ESRRA-C11orf20 is a recurrent gene fusion in serous ovarian carcinoma (V体育官网入口)

Julia Salzman  1 Robert J MarinelliPeter L WangAnn E GreenJulie S NielsenBrad H NelsonCharles W DrescherPatrick O Brown
Affiliations
Multicenter Study

ESRRA-C11orf20 is a recurrent gene fusion in serous ovarian carcinoma

V体育ios版 - Julia Salzman et al. PLoS Biol. 2011 Sep.

Abstract

Every year, ovarian cancer kills approximately 14,000 women in the United States and more than 140,000 women worldwide VSports手机版. Most of these deaths are caused by tumors of the serous histological type, which is rarely diagnosed before it has disseminated. By deep paired-end sequencing of mRNA from serous ovarian cancers, followed by deep sequencing of the corresponding genomic region, we identified a recurrent fusion transcript. The fusion transcript joins the 5' exons of ESRRA, encoding a ligand-independent member of the nuclear-hormone receptor superfamily, to the 3' exons of C11orf20, a conserved but uncharacterized gene located immediately upstream of ESRRA in the reference genome.

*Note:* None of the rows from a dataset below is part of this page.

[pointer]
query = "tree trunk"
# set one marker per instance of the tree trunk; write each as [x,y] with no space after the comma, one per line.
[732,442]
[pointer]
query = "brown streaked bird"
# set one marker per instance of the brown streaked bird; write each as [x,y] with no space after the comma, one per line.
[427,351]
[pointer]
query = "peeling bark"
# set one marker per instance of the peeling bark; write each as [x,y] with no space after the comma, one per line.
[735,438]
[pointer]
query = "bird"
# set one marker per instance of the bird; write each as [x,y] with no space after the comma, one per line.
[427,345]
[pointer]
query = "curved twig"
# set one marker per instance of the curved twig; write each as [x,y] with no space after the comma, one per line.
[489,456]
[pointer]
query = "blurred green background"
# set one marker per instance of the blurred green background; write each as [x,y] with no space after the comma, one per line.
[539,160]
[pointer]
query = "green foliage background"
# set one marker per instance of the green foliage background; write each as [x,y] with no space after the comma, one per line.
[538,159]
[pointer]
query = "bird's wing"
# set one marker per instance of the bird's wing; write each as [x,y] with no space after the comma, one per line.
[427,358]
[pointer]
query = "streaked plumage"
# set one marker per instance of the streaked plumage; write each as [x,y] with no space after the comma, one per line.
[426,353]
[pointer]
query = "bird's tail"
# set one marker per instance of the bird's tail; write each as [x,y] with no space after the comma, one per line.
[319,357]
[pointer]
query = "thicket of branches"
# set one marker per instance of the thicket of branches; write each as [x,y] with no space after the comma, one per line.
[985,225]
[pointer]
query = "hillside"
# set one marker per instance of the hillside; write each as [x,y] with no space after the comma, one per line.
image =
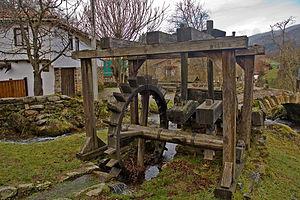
[293,34]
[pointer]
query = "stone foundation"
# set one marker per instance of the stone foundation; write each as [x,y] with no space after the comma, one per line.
[42,116]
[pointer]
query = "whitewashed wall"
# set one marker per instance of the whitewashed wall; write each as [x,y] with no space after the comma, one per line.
[21,70]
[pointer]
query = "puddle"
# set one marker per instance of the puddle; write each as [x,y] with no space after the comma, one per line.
[36,139]
[152,171]
[293,125]
[67,189]
[33,140]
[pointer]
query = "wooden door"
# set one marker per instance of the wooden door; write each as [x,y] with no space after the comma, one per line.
[13,88]
[67,81]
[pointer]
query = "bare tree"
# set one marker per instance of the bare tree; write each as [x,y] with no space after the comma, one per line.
[41,33]
[288,55]
[124,19]
[190,13]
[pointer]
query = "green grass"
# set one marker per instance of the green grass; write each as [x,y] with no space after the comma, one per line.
[281,158]
[185,177]
[46,161]
[271,78]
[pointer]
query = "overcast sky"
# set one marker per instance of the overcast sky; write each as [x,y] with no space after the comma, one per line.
[246,17]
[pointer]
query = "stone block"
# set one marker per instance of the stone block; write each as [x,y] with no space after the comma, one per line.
[41,99]
[102,188]
[29,99]
[8,192]
[25,189]
[41,122]
[103,176]
[37,107]
[53,98]
[65,97]
[29,113]
[43,186]
[258,118]
[42,116]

To estimate the prevalence of the fusion, we tested 67 cases of serous ovarian cancer by RT-PCR and sequencing and confirmed its presence in 10 of these. Targeted resequencing of the corresponding genomic region from two fusion-positive tumor samples identified a nearly clonal chromosomal rearrangement positioning ESRRA upstream of C11orf20 in one tumor, and evidence of local copy number variation in the ESRRA locus in the second tumor. We hypothesize that the recurrent novel fusion transcript may play a role in pathogenesis of a substantial fraction of serous ovarian cancers and could provide a molecular marker for detection of the cancer. Gene fusions involving adjacent or nearby genes can readily escape detection but may play important roles in the development and progression of cancer. .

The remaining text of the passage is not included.